We never slept a wink that night. The old priest ran his fingers through his beads and went on his knees as Waylao wept and told us all that had happened to her since I had lost sight of her in Samoa, and her experiences seemed incredible. I do not mind confessing that I was a bit overcome as I heard that tale of sorrow. It was something that outrivalled everything I’d read—Louis Beck, Robert Louis Stevenson and all the romances of the South Seas. The surprise of the Father was even greater than my own, for I knew much about the girl’s doings till the time she had arrived at the Matafas’ in Apia.

As I would like to tell the facts of the case, I will revert to the period when Waylao disappeared from the Matafas’.

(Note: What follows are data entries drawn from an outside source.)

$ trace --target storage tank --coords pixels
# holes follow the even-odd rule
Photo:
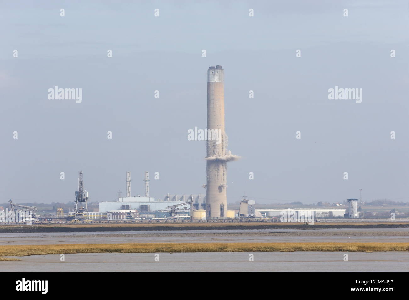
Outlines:
[[[192,220],[206,220],[206,211],[197,209],[192,212]]]

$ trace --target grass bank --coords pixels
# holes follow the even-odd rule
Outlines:
[[[127,243],[17,245],[0,246],[0,257],[74,253],[295,251],[409,251],[409,243]]]

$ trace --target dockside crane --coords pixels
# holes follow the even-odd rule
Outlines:
[[[176,216],[176,211],[178,210],[179,209],[177,208],[180,206],[182,206],[182,205],[184,205],[185,204],[191,204],[191,202],[189,201],[189,202],[184,202],[182,203],[180,203],[179,204],[175,204],[174,205],[171,205],[170,206],[168,206],[166,208],[166,209],[170,209],[171,212],[169,213],[169,216],[174,217]]]
[[[32,211],[33,212],[33,217],[35,217],[36,215],[34,213],[34,211],[37,210],[37,207],[35,206],[29,206],[28,205],[23,205],[22,204],[16,204],[16,203],[13,203],[13,201],[11,201],[11,199],[10,199],[9,200],[9,202],[10,202],[10,207],[12,211],[15,211],[16,210],[16,208],[17,209],[23,209],[26,210],[28,211]]]

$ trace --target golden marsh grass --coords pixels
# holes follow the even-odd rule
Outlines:
[[[0,246],[1,256],[74,253],[409,251],[409,243],[126,243]],[[0,260],[1,258],[0,257]]]

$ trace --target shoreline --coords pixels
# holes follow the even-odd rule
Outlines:
[[[409,242],[336,242],[125,243],[16,245],[0,246],[0,260],[7,257],[77,253],[154,253],[247,252],[378,252],[409,251]],[[11,259],[14,260],[14,258]]]
[[[358,228],[395,228],[409,227],[409,222],[316,223],[314,225],[290,222],[248,222],[237,223],[109,223],[77,224],[44,224],[31,225],[0,225],[0,234],[43,232],[86,232],[91,231],[132,231],[168,230],[208,230],[246,229],[320,229]]]

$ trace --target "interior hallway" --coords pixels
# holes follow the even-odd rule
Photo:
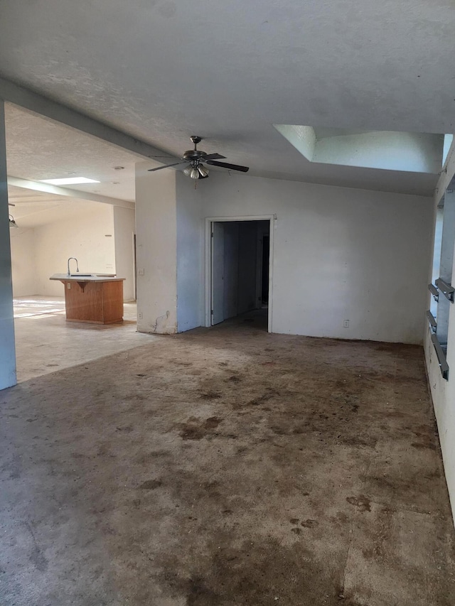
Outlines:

I can only hope to give the faintest outline of all that really happened, and this I will attempt in the following narrative.


CHAPTER XXV

Waylao leaves the Matafas in Apia—She drifts a Castaway at Sea—Her Sufferings—The Canoe beaches on an Uninhabited Isle—The Natural Guest of her Sorrow arrives—Death—Strange Visits to the Isle—The Strangers tell Waylao of their Sufferings—Sympathy—Aiola the Hawaiian and O Le Haiwa-oe, her Lover—Mrs Matafa’s Shawl as a Distress Signal—Waylao’s Ruse—Castaways in Sorrow

WHEN Waylao decided to leave the Matafas in Samoa she had been in Apia exactly one month.